Can you break down how the corporate media gets this story correct, and where they are way off?
Just as in Iraq, the corporate media was complicit in the escalation of the war. They did little to push back on the fundamentally flawed premise of the war, which was that Afghanistan was a training ground for the 9/11 terrorists. But those terrorists were Saudis, not Afghans, and they were not members of the Taliban. Turns out, Osama bin Laden was in Pakistan, not Afghanistan. Rather than question the very premise of the conflict, the corporate media got caught up in following its “progress” — as usual, in U.S. national security reporting, missing the forest for the trees.
The corporate media were also boosters of Obama’s efforts to rebrand the war, with their glowing profiles of counterinsurgency heroes, most notably Gen. David Petraeus, who in my view is a glorified con artist, and their obsequious regurgitations of official talking points.
It’s interesting to see the corporate media’s account of the war and its aftermath, now that the U.S. is withdrawing. I do think they have an obligation to report the humanitarian disaster that is occurring right now. However, they are struggling to calibrate what this means in relation to the war itself. Many are finally acknowledging the war as a series of “miscalculations.” But few are emphasizing just how disastrous and destabilizing the conflict really was. Perhaps these accounts are most important for our understanding of the evolving national consciousness on the war.
Are there any pressing historical analogues when discussing these recent events and do you think that President Biden can recover from the foreign policy “blunder” of our time?

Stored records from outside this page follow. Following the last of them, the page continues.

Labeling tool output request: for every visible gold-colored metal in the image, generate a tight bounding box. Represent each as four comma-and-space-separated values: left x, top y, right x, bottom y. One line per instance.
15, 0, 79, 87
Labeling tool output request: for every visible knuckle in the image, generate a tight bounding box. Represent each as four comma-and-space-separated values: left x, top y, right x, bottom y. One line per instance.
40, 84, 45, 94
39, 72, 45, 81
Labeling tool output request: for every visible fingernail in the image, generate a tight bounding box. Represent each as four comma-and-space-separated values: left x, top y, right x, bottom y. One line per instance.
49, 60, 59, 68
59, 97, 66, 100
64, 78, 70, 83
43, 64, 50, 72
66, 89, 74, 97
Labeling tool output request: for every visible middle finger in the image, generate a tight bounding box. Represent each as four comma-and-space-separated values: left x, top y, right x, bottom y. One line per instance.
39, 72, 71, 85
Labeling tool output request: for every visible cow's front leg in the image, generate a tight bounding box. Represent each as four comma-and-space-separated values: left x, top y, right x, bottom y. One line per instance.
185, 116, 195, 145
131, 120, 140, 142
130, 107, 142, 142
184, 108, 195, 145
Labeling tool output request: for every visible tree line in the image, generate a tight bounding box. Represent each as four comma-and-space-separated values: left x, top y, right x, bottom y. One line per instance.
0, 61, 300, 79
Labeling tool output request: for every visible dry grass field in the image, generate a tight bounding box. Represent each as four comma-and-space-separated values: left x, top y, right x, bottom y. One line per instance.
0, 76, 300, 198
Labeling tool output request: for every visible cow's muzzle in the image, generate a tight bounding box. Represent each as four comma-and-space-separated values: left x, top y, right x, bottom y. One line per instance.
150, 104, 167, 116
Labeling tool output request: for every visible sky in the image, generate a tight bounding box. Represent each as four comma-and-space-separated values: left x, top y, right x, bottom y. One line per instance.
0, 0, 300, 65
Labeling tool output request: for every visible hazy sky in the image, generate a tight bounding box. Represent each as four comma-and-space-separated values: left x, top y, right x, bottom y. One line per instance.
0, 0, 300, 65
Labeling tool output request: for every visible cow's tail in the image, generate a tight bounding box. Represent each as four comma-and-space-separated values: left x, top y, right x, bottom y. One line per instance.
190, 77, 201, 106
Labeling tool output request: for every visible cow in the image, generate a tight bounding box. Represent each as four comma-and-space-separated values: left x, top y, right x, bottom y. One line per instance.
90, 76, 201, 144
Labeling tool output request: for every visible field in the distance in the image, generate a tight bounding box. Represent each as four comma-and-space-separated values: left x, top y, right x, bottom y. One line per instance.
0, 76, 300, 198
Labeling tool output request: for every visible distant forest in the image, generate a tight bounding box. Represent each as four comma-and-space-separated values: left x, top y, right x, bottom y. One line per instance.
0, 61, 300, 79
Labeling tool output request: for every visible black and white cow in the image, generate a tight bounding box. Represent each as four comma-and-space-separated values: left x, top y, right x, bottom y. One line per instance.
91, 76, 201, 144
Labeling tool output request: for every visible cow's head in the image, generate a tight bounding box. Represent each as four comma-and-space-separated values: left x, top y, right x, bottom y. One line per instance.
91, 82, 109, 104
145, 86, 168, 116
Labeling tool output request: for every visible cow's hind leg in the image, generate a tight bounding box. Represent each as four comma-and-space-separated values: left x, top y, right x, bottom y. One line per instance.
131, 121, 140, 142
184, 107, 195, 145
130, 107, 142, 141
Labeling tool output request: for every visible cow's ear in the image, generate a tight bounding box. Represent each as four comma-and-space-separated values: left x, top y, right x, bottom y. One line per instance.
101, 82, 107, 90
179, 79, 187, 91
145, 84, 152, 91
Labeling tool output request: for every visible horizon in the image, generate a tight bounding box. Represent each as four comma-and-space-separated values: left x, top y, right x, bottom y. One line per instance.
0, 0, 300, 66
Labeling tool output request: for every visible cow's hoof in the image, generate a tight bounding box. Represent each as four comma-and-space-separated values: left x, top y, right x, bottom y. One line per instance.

The withdrawal from Vietnam, of course. The juxtaposition of the image of the helicopter departing from the roof of the Saigon embassy in 1975 and the same image from the roof of the Kabul embassy just days ago. In the aftermath of both conflicts, there was a narrative of betrayal and abandonment. In the case of Vietnam, in addition to highlighting the ignoble end of an ignominious war, this narrative fueled and supported a politics of interventionism in subsequent years. It became immoral to leave a war too soon, and it was always too soon. Biden is currently under fire for breaking this principle and practice of endless war. But given everything else going on in the country and the world right now, I do not think the charge will stick. Biden’s political future does not depend on the outcome of the war in Afghanistan. Perhaps in future years, a new generation of counterinsurgency aficionados will write their revisionist histories of the conflict in support of a new war. I’d like to say the myth of counterinsurgency has exhausted itself, but I wouldn’t bet on it.